Transwell migration and Matrigel invasion assays
U251 cells were seeded in 24-well culture plates at a density of 1×105 cells/well and subsequently cultured at 37°C for 18 h prior to transfection. Lipofectamine® 2000 RNAiMAX was added at a density of 1.5 µl/well and either miR-3666 mimics or si-KDM2A was subsequently added (15 pM/well). Cells were harvested 48 h post-transfection. Following the manufacturer's protocol, 2×104 cells with 100 µl serum-free DMEM (Thermo Fisher Scientific, Inc.) were seeded into the upper chamber of the Transwell plates (Costar; Corning Incorporated, Corning, NY, USA) for the migration assays, whereas, cells with 100 µl serum-free DMEM were plated into the upper chamber of an insert coated with Matrigel (BD Biosciences, Franklin Lakes, NJ, USA) for the invasion assays.
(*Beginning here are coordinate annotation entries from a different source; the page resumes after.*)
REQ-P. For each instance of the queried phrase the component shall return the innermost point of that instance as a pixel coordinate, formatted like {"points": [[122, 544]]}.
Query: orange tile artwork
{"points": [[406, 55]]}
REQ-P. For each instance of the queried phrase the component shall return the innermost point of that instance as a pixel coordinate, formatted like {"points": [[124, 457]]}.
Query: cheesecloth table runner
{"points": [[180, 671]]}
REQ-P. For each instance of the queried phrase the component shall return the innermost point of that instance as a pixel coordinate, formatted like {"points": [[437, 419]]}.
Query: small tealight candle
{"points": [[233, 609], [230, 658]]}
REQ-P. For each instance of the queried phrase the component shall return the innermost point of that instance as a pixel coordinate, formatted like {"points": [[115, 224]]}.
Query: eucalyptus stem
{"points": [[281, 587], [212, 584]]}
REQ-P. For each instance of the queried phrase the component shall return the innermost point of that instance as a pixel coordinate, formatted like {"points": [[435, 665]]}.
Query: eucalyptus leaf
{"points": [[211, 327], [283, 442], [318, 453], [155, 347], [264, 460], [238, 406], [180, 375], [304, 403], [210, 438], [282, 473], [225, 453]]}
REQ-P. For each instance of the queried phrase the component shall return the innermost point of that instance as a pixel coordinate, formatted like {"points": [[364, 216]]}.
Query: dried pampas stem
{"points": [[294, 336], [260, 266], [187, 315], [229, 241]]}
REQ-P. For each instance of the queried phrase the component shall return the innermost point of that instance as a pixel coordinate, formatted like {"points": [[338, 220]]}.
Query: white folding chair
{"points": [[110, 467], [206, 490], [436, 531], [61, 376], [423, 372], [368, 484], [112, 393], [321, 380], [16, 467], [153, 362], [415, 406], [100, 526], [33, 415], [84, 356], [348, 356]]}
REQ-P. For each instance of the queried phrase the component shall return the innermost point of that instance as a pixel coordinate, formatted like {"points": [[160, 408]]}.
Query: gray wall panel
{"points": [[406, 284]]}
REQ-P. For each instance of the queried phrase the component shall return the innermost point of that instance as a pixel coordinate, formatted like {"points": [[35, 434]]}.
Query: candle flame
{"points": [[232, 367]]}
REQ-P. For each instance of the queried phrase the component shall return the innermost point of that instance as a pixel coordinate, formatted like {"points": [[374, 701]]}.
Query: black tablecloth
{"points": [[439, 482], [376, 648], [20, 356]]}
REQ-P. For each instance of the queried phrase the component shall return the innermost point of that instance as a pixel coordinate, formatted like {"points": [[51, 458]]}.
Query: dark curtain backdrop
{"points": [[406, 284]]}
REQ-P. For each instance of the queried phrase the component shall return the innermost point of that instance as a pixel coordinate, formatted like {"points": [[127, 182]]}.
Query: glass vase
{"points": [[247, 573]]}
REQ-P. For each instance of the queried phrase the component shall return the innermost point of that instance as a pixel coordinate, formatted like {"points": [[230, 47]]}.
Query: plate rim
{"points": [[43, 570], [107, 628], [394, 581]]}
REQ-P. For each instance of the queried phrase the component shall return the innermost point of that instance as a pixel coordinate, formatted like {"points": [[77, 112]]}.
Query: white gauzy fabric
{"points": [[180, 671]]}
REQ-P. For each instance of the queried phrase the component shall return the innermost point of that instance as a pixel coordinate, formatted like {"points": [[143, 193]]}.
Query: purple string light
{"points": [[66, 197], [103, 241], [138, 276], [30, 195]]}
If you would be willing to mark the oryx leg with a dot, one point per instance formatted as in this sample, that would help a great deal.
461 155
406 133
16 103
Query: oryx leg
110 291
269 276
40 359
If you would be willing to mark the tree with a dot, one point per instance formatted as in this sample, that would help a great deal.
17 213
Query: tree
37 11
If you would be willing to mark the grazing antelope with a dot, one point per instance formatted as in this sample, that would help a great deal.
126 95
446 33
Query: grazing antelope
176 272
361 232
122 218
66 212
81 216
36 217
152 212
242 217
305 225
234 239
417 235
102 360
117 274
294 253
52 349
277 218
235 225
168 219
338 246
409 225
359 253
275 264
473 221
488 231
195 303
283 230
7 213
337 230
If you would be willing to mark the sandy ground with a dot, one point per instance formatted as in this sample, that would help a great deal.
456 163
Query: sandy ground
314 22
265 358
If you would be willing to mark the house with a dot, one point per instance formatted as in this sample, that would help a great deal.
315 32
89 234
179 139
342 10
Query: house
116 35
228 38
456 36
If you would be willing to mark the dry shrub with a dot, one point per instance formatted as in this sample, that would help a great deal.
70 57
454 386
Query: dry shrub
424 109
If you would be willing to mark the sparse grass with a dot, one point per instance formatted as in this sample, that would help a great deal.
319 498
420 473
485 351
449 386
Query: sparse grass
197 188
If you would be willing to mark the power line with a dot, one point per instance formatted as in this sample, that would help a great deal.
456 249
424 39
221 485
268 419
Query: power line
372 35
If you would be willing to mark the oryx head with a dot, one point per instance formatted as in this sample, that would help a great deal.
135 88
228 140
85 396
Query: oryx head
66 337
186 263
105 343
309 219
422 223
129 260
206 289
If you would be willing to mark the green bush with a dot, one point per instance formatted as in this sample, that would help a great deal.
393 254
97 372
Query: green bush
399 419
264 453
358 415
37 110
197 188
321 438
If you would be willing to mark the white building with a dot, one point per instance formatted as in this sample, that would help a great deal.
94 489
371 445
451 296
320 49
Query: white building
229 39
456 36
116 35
The lower chambers were filled with 600 µl DMEM containing 10% FBS. Following 48 h of incubation, the cells remaining on the upper membrane were removed with cotton swabs, whereas, those that had migrated or invaded through the membrane were fixed in 4% polyformaldehyde for 30 min at 25°C and stained with 0.1% crystal violet for 20 min at 25°C. The number of cells was calculated by imaging five random fields/filters using a fluorescence inversion microscope system (Nikon Corporation, Tokyo, Japan) at a magnification of ×200. All the experiments were performed at least three times independently.
Reverse transcription-quantitative polymerase chain reaction (RT-qPCR)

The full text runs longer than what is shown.